Following the win of the Chicago Cup, DePaul Men’s Soccer has completed its spring season with high hopes for the fall. With a new team dynamic and back-to-back victories, the Blue Demons found themselves in a positive standing for the school year’s finale.
“We can take on anyone,” said Ethan Gordon, sophomore captain for the team, following the first victory of the cup versus Northern Illinois, which DePaul won 3-1.
The Chicago Cup is a tournament for D1 men’s soccer programs at colleges in the Chicagoland area. Winners of the cup can consider themselves the best in the city. Although the tournament is strictly an exhibition, coaches take it seriously and use it to showcase their team’s strengths.
The team advanced to the next chapter of their spring season story to face Northwestern, which – despite home-field advantage – lost to the Blue Demons 2-1.
“After (the cup), we can feel pretty confident going into the fall season,” Callum Watts, a junior center-fielder for the Blue Demons, said, foreshadowing the final win of the spring versus UIC. This was the second year in a row that the DePaul men’s team has won the Chicago Cup.
For soccer, the spring season equals a time of adjustment, transition and adaptation.
“The team’s main focus has been preparing for the fall season,” head coach Mark Plotkin said.
Behind the scenes, the Blue Demons integrated new players during the winter, filling in the holes where players have transferred or where senior players will inevitably move on from.
“We’ve been out here (training) since January,” Plotkin said. “They’re really starting to see the fruits of their labor.”
Plotkin talked about the winter training season as a chance for the team to get to know each other as players before the spring season began. According to Plotkin, the team “gelled” together and came out on the other side closer than ever.
“I’ve been so proud of their growth and how tight they all are,” he said.
Plotkin said the team’s closeness on and off the field shows in each game, with more experienced players welcoming and bonding with newer players – and helping one another through hardships.
Gordon, the captain who plays center-back, described the team’s current state as “forward-looking.”
“Players in their fourth and fifth years are like family,” he said. “But we’ve built off of the new players. They’ve stepped right up to it.”

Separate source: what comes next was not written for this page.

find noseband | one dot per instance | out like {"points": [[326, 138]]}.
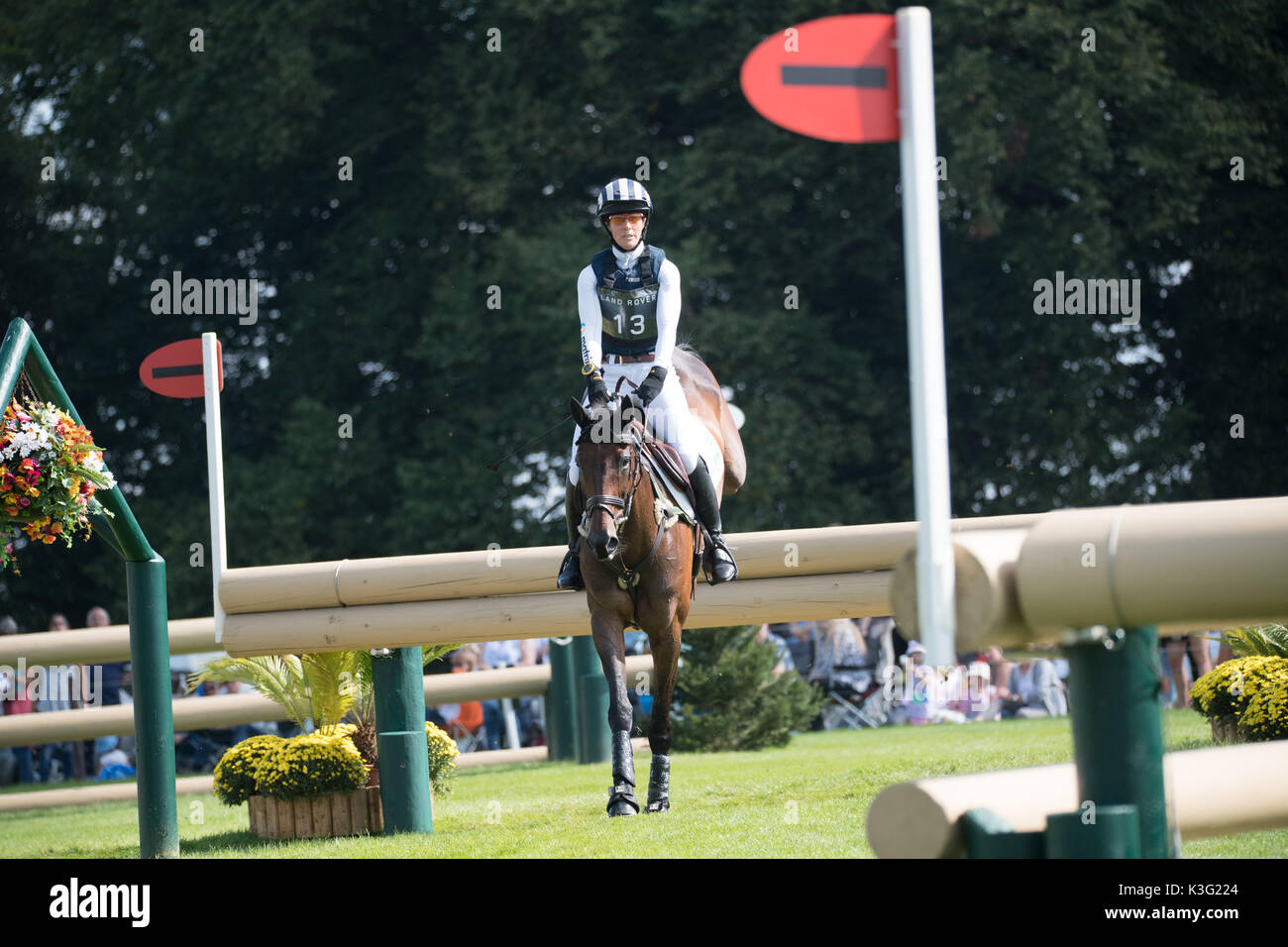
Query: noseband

As a captain with approaching seniority on the team, the struggle and uncertainty of how new players would take to the team was at the forefront of their minds, but with the proof in their wins, Gordon seems to be proud of their accomplishments.
“I think this spring was a huge stepping point for the team as a whole,” Gordon added, after the team took home the cup. “What we’ve been doing works.”
According to Plotkin, the final game of the cup was won with a different set of players than their usual lineup. With several teammates experiencing injuries, lineups changed and allowed for newer players to get a chance on the field. Even with the new dynamic, the team still came out on top.
With a second win of the Chicago Cup in the books, the fall season for the Blue Demons is bright.
“If you were to have drawn up how we wanted this spring season to go, this is exactly how we would have planned it,” Plotkin said.